2: La carga - Parte II
Tyv Lucine abandona la espesura en compañía de seis almas más. Divisa el parpadeo de Geppetto en el horizonte. Su Espectro, Espectro, rueda y brilla en las manos infantiles que lo hacen "navegar" hacia su destino. La luz de la luna se arrastra hacia el valle, ensalzando ese momento de quietud entre la puesta del sol y la salida de la luna. El rocío abraza la hierba junto a sus botas. Se acercan. Los Espectros se dispersan.
Marin está en pie, sereno; el largo cañón de un arma fijada con un bípode le adorna los hombros.
"Gracias por todo esto, Marin". Tyv habla en voz baja y acerca una mano firme hacia la suya.

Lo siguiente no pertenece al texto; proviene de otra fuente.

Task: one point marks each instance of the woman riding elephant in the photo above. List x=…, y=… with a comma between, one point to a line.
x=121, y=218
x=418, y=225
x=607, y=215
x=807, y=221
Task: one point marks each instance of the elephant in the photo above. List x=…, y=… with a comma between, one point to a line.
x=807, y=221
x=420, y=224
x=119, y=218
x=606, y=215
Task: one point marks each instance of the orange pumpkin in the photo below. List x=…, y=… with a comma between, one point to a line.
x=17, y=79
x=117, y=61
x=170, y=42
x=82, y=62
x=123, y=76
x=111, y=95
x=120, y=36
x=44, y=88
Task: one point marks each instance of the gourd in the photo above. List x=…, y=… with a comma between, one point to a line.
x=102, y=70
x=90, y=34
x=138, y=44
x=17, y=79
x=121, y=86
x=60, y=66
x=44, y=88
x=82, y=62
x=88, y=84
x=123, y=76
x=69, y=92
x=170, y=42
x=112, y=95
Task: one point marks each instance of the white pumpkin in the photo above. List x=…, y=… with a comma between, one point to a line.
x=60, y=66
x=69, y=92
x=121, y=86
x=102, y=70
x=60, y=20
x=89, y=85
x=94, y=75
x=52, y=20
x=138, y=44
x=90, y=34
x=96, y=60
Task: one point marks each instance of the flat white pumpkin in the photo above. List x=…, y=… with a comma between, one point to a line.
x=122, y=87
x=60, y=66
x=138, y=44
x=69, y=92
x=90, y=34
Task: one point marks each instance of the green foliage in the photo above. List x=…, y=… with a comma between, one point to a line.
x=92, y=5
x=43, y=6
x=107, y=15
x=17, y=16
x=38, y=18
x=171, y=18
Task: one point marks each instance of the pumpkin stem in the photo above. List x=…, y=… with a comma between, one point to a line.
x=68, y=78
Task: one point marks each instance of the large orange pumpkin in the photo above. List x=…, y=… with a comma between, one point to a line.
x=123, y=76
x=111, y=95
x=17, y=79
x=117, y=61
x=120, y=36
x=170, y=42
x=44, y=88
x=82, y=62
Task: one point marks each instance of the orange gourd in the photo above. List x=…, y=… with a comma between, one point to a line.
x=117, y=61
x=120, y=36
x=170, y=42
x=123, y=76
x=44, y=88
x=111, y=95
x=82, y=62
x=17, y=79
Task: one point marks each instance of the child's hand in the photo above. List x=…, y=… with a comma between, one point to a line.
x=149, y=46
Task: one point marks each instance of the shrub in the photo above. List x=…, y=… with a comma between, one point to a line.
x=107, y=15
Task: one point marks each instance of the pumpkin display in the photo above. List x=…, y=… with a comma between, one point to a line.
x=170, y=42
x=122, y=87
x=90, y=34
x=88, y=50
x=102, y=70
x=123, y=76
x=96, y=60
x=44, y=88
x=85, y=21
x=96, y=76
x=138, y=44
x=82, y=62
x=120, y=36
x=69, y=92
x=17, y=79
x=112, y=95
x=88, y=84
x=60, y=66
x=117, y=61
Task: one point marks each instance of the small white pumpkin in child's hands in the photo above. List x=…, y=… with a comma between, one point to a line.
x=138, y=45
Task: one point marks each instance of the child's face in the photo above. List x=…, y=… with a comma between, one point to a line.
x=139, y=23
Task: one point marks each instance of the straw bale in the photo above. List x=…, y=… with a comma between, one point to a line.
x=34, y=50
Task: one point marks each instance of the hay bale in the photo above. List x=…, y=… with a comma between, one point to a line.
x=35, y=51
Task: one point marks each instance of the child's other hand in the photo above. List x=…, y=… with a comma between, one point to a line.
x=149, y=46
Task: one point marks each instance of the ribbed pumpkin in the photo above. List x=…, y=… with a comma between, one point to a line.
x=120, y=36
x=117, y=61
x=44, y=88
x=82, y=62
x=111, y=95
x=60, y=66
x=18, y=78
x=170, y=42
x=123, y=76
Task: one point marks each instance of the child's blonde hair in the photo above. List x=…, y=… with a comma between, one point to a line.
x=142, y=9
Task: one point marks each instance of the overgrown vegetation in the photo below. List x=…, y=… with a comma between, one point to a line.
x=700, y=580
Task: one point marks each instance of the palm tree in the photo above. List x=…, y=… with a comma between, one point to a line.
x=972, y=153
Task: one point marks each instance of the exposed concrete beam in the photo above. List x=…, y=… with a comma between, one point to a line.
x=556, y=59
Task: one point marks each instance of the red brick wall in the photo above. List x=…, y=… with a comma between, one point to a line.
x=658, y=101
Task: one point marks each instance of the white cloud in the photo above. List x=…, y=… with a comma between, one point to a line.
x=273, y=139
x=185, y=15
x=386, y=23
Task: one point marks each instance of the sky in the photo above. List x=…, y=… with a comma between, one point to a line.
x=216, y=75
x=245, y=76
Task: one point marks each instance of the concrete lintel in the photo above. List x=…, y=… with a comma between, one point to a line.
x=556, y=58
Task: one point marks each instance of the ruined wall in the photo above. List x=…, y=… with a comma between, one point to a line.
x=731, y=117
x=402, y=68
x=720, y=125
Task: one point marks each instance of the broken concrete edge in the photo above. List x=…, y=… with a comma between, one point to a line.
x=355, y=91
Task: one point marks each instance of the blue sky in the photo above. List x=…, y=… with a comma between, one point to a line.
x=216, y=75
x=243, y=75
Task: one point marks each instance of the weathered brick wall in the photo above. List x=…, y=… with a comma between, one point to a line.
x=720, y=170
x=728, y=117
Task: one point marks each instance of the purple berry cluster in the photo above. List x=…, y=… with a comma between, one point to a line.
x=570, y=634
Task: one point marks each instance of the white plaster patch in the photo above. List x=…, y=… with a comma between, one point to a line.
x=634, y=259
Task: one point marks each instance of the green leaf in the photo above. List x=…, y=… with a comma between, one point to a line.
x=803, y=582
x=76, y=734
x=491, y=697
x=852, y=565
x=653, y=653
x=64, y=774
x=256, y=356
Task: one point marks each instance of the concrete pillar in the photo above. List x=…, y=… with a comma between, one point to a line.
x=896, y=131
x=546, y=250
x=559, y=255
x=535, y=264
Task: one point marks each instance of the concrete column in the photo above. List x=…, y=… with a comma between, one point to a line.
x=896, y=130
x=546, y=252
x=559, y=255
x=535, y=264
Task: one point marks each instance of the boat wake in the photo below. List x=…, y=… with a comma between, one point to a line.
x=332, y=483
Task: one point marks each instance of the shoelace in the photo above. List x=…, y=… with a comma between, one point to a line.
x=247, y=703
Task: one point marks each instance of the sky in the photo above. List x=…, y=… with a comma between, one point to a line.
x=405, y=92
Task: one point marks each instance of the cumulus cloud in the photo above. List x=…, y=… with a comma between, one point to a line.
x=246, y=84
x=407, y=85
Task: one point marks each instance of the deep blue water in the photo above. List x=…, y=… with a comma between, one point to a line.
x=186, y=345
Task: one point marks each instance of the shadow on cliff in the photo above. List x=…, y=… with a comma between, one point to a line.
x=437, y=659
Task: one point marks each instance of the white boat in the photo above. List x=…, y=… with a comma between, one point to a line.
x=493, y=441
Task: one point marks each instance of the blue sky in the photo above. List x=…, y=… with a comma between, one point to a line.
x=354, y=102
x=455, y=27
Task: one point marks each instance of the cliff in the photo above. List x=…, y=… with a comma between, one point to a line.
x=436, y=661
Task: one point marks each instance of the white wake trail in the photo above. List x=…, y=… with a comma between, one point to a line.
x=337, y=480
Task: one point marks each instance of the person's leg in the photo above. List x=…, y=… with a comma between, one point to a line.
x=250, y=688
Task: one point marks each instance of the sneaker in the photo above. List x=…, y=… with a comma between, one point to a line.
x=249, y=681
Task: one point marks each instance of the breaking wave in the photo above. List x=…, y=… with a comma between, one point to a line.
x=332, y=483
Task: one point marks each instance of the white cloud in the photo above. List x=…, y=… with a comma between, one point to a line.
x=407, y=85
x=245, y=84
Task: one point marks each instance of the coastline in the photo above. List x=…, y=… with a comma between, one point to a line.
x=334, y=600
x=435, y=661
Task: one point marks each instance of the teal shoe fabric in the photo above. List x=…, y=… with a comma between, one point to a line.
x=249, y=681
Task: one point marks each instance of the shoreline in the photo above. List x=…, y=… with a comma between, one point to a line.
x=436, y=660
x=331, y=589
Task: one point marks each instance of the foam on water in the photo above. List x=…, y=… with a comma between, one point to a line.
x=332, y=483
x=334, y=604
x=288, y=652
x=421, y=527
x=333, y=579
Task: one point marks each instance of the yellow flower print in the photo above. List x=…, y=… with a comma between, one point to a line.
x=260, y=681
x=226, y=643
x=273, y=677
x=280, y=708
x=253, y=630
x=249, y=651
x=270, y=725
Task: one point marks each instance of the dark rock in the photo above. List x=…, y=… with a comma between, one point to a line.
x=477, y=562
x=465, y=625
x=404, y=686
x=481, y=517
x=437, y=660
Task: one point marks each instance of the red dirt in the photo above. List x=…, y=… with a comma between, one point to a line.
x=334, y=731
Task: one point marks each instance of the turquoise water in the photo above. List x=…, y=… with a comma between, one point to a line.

Este asiente y se la estrecha. "Se le ocurrió a San".
"¿Eso es lo que te ha dicho?". Tyv mira a San, que saluda a los refugiados y los guía hacia el interior del transportador.
"¿Qué importa a quién se le ocurrió la idea?". San-14 la abraza.
Marin se yergue y mira más allá de ellos. Unas bengalas aparecen por encima las copas de los árboles, exhalando un azul pálido conocido de vuelta en el cielo. Entre la arboleda, gritos y luces alborotan el ambiente, en un frenesí. Las nubes proyectan sus sombras sobre el claro.
La estoicidad de Marin se rompe. "Tyv, pon a volar esa chatarra. San, tú conmigo".
Marin planta el bípode sobre la hierba. San despliega una barricada de Luz brillante frente al linde de la arboleda.
"Vete. Es un viaje largo, nos aseguraremos de que nadie os sigue". San prepara su fusil, colocándoselo sobre los hombros.
Tyv asiente y corre a la cabina de mando.
San realiza un saludo militar conforme la compuerta de carga se cierra.
Los aullidos suenan desde el umbral. Los caídos entran en el claro.
Marin no da tregua con su arma. "A por ellos, pues".
El motor del transportador prende, ruge, se convierte en una llama que brama y refulge. Un faro. Un deseo.
El estruendo suena a lo lejos y dibuja curvas candentes a través del pinar, mientras un proyectil rojo intenso rasga el claro.
El transportador ha sido aniquilado.
Tyv se hace añicos, las ruinas de su cuerpo se deslizan por la hierba.
El choque ensordecedor desgarra la noche. En ella, se escucha un solo grito:
"¡TANQUE ARAÑA!"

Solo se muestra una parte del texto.